Introduction: Migraine is a chronic disabling neurological disease, with an estimated expense of $15-20 million/year. Several studies with a small number of patients have studied risk factors for migraine such as cardiovascular disorders, stroke, smoking, demographic, and genetic factors but this is the first comprehensive study for evaluation of vascular and nonvascular risk factors. It is important to evaluate all the risk factors that help to prevent the healthcare burden related to migraine.
Methodology: We performed a retrospective cross-sectional analysis of the Nationwide Inpatient Sample (NIS) (years 2013-2014) in adult (>18-years old) hospitalizations in the United States. Migraine patients were identified using ICD-9-CM code to determine the demographic characteristics, vascular, and nonvascular risk factors. Univariate analysis was performed using the chi-square test and a multivariate survey logistic regression analysis was performed to identify the prevalence of the risk factors and evaluate the odds of prevalence of risk factors amongst migraine patients compared to nonmigraine patients, respectively.

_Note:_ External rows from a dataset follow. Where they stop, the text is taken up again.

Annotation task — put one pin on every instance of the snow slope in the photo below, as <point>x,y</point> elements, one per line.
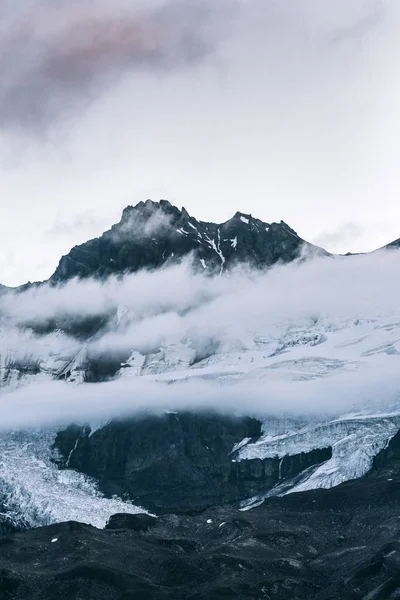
<point>33,492</point>
<point>313,349</point>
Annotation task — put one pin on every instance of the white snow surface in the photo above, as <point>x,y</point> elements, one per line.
<point>35,493</point>
<point>313,350</point>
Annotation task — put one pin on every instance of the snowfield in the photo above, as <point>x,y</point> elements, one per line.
<point>312,349</point>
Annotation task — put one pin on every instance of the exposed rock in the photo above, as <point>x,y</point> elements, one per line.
<point>139,522</point>
<point>336,544</point>
<point>177,462</point>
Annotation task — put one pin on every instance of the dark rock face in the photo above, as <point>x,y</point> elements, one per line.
<point>140,522</point>
<point>178,462</point>
<point>337,544</point>
<point>152,234</point>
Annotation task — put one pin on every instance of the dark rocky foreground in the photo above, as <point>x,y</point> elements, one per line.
<point>338,544</point>
<point>178,462</point>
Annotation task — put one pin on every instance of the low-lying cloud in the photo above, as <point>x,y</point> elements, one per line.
<point>174,308</point>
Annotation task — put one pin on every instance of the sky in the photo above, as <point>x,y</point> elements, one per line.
<point>283,109</point>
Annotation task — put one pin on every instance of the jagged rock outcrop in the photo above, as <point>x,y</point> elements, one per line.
<point>177,462</point>
<point>152,234</point>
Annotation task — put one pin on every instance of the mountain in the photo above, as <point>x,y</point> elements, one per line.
<point>152,234</point>
<point>237,437</point>
<point>393,245</point>
<point>336,544</point>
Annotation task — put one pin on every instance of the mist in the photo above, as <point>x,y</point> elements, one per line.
<point>176,308</point>
<point>285,110</point>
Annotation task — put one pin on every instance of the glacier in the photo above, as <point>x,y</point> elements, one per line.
<point>33,492</point>
<point>323,365</point>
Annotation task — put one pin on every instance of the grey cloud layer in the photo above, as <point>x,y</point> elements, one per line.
<point>53,58</point>
<point>172,305</point>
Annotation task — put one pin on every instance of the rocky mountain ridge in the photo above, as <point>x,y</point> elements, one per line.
<point>152,234</point>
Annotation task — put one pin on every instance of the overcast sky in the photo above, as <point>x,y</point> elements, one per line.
<point>286,109</point>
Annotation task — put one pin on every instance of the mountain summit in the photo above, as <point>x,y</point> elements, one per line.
<point>151,234</point>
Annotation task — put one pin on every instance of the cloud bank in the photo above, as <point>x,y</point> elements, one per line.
<point>173,307</point>
<point>54,57</point>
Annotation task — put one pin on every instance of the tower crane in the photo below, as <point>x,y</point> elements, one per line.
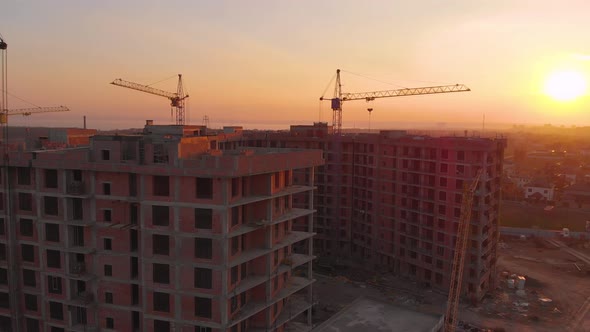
<point>176,98</point>
<point>340,97</point>
<point>28,111</point>
<point>459,258</point>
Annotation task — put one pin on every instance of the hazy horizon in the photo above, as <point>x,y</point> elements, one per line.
<point>268,62</point>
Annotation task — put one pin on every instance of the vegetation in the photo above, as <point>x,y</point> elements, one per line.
<point>514,214</point>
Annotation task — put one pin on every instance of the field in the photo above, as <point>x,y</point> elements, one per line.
<point>514,214</point>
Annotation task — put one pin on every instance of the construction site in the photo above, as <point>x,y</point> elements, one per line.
<point>182,227</point>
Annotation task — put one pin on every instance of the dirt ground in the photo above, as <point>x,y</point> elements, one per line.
<point>555,290</point>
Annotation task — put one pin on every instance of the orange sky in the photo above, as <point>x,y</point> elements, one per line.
<point>266,63</point>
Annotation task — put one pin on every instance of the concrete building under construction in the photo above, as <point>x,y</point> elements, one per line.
<point>170,230</point>
<point>392,201</point>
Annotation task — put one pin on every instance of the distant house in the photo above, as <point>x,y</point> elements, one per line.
<point>521,181</point>
<point>539,190</point>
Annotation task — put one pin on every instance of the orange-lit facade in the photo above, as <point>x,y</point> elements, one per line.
<point>391,201</point>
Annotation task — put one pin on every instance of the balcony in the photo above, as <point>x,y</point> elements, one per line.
<point>76,188</point>
<point>83,298</point>
<point>83,328</point>
<point>253,253</point>
<point>294,285</point>
<point>78,270</point>
<point>295,306</point>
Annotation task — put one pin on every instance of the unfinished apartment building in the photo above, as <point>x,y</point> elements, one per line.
<point>392,201</point>
<point>161,231</point>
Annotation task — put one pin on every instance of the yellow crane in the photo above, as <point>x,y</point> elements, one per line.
<point>177,99</point>
<point>28,111</point>
<point>340,97</point>
<point>459,258</point>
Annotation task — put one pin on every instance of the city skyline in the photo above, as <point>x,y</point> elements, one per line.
<point>267,63</point>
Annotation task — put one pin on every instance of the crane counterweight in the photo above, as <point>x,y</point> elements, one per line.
<point>340,97</point>
<point>177,99</point>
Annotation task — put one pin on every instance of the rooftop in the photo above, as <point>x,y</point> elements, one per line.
<point>365,314</point>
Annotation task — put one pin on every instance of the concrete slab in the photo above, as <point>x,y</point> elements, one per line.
<point>365,314</point>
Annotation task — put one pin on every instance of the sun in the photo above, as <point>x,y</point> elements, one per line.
<point>565,85</point>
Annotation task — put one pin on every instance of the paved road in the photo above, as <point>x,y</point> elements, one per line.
<point>580,321</point>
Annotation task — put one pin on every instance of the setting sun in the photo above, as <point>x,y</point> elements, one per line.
<point>565,85</point>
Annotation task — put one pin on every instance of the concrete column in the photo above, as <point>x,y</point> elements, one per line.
<point>310,244</point>
<point>175,266</point>
<point>223,243</point>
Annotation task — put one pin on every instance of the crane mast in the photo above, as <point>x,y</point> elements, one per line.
<point>459,257</point>
<point>28,111</point>
<point>177,99</point>
<point>340,97</point>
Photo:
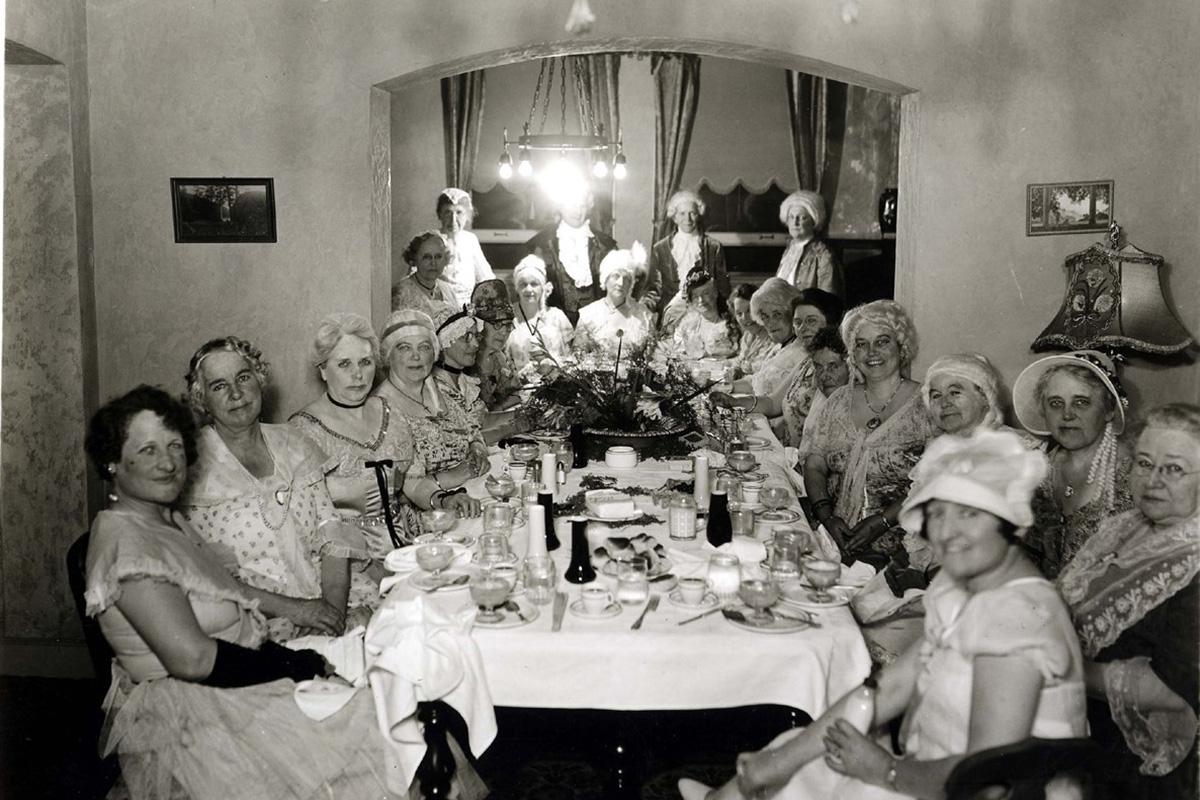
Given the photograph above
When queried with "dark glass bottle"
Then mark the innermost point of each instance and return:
(546, 500)
(580, 446)
(581, 570)
(720, 527)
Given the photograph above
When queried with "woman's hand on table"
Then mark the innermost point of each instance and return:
(316, 617)
(762, 774)
(462, 504)
(850, 752)
(867, 531)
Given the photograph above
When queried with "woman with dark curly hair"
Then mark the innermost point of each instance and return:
(202, 702)
(259, 493)
(425, 289)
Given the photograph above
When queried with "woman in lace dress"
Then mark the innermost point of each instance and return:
(201, 704)
(808, 263)
(357, 429)
(991, 620)
(869, 435)
(706, 330)
(675, 257)
(1134, 594)
(1077, 403)
(541, 337)
(448, 444)
(258, 491)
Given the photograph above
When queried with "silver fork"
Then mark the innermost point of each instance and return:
(651, 606)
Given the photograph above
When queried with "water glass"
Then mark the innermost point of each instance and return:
(682, 518)
(541, 579)
(493, 548)
(724, 576)
(742, 519)
(498, 518)
(633, 582)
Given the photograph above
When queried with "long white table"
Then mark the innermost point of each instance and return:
(711, 663)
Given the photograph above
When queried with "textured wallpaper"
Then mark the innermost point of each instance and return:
(41, 451)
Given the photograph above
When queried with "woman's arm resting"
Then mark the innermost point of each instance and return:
(163, 618)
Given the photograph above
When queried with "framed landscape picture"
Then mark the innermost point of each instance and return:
(223, 209)
(1074, 208)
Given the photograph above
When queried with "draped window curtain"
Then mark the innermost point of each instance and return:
(817, 114)
(462, 116)
(676, 98)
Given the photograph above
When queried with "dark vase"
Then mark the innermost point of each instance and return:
(581, 570)
(546, 500)
(888, 199)
(720, 527)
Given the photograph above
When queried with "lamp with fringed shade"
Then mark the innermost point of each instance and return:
(1115, 302)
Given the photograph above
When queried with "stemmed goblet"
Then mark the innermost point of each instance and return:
(822, 573)
(759, 595)
(489, 591)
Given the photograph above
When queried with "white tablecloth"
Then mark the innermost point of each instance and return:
(709, 663)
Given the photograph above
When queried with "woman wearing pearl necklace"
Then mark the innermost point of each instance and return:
(1075, 401)
(868, 435)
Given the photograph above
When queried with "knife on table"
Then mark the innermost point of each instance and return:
(559, 607)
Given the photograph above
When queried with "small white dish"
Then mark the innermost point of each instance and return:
(426, 581)
(708, 602)
(621, 457)
(581, 612)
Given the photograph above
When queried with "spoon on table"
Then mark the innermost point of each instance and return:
(457, 581)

Results: On weighted analysis, after removing missing data of age, gender and race, from years 2013 to 2014, of the total 983,065 (1.74%) migraine patients were identified. We found that younger (median age 48-years vs. 60-years), female (82.1% vs. 58.5%; p<0.0001), white population (76.8% vs. 70.5%; p<0.0001), and privately insured (41.1% vs. 27.4%; p<0.0001) patients were more likely to have migraine than others. Cerebral atherosclerosis, diabetes mellitus, ischemic heart disease, atrial fibrillation, and alcohol abuse were not significantly associated with migraine. Migraineurs had higher odds of having hypertension [odds ratio (OR): 1.44; 95% confidence interval (CI): 1.43-1.46; 44.49% vs. 52.84%], recent transient ischemic attack (TIA) (OR: 3.13; 95%CI: 3.02-3.25; 1.74% vs. 0.67%), ischemic stroke (OR: 1.40; 95%CI: 1.35-1.45; 2.06% vs. 1.97%), hemorrhagic stroke (OR: 1.11; 95%CI: 1.04-1.19; 0.49% vs. 0.46%), obesity (OR: 1.46; 95%CI: 1.44-1.48; 19.20% vs. 13.56%), hypercholesterolemia (OR: 1.33; 95%CI: 1.30-1.36; 5.75% vs. 5.54%), substance abuse (OR: 1.51; 95%CI: 1.48-1.54; 7.88% vs. 4.88%), past or current consumption of tobacco (OR: 1.40; 95%CI: 1.38-1.41; 31.02% vs. 27.39%), AIDS (OR: 1.13; 95%CI: 1.04-1.24; 0.33% vs. 0.41%), hypocalcemia (OR: 1.09; 95%CI: 1.03-1.14; 0.77% vs. 0.89%), and vitamin D deficiency (OR: 1.93; 95%CI: 1.88-1.99; 2.47% vs. 1.37%) than patients without migraine. Female patients were at a higher risk of migraine (OR: 3.02; 95%CI: 2.98-3.05) than male.
Conclusion: In this study, we have identified significant risk factors for migraine hospitalizations. Early identification of these risk factors may improve the risk stratification in migraine patients.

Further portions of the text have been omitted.